The conditions should be like (one of many ways of doing it):

equation_type == "add" or equation_type == "addition":

When checking multiple conditions you need to repeat the equality. There are other ways but since you are in a beginner course you should try to make this one work.

Do the same with the other conditions and see if it works.

Answered By: DeusDev

equation_type == "add" or "addition" does not do what you think it does.

It’s tempting to read Python code as if it were English. It is not! Python is still a programming language, and programming languages have strict rules.

The expression equation_type == "add" or "addition" is parsed as (equation_type == "add") or "addition". The first part, (equation_type == "add") might be true or false depending on the user’s input. However, the second part "addition" is always true from the perspective of if.

Therefore Python always uses the first branch in your if/elif/else chain, and ignores the others, because the first branch is always "true" from its perspective!

The or operator has only one purpose: it combines expressions using logical disjunction. It does not repeatedly apply an equality check for multiple values!
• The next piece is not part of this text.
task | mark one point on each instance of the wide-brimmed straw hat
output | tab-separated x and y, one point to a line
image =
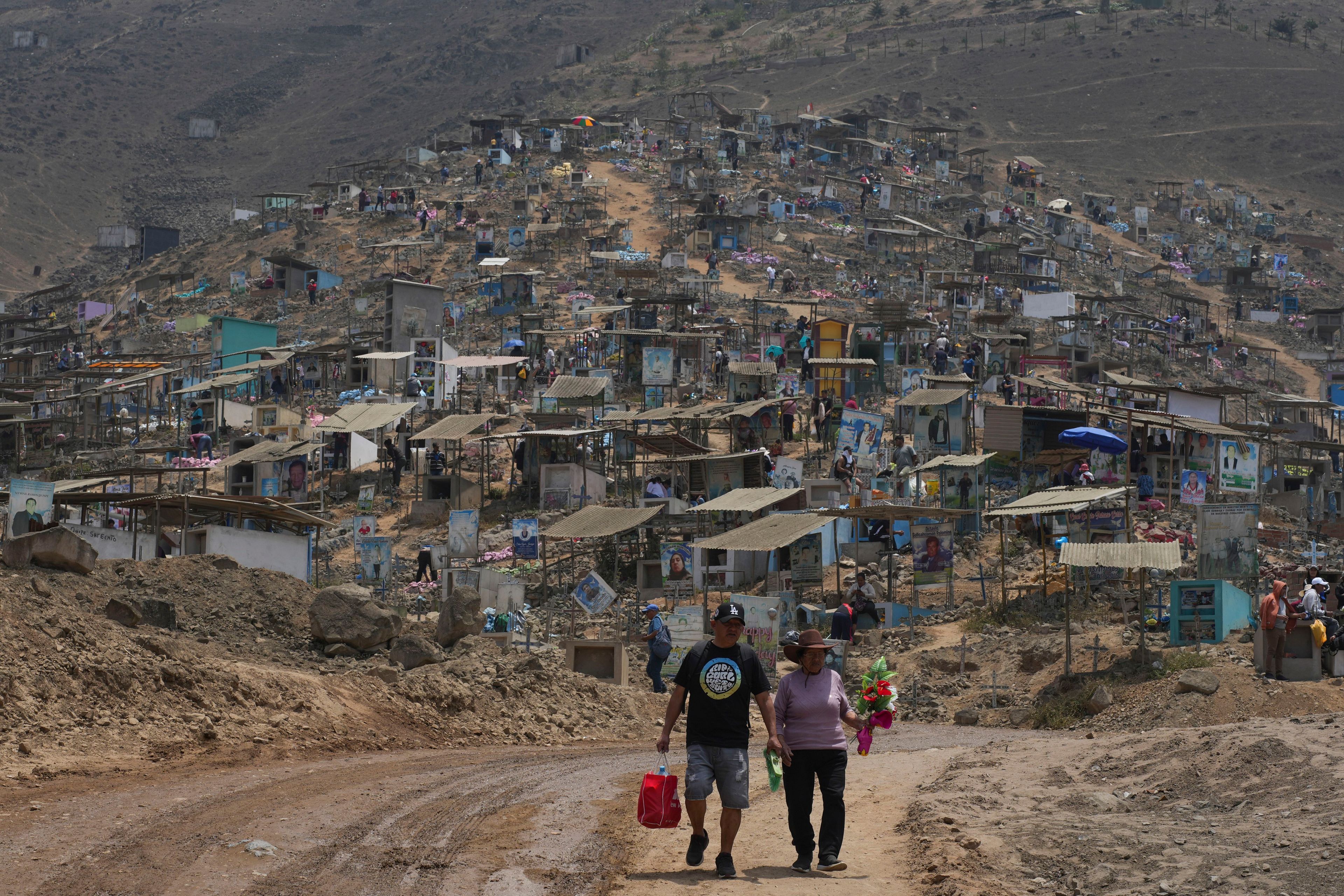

Refer to the official documentation for details on what operators like or and and can and cannot do.

You probably wanted to write if equation_type in ("add", "addition"):. The in operator checks whether a value is an element of some collection:

x = "apple"

if x in ("carrot", "celery"):
    print("vegetable")
elif x in ("apple", "pear"):
    print("fruit")

The in operator works on all kinds of collections: tuples (a, b, c), lists [a, b, c], and the keys (not values!) of dictionaries {a: 1, b: 2}.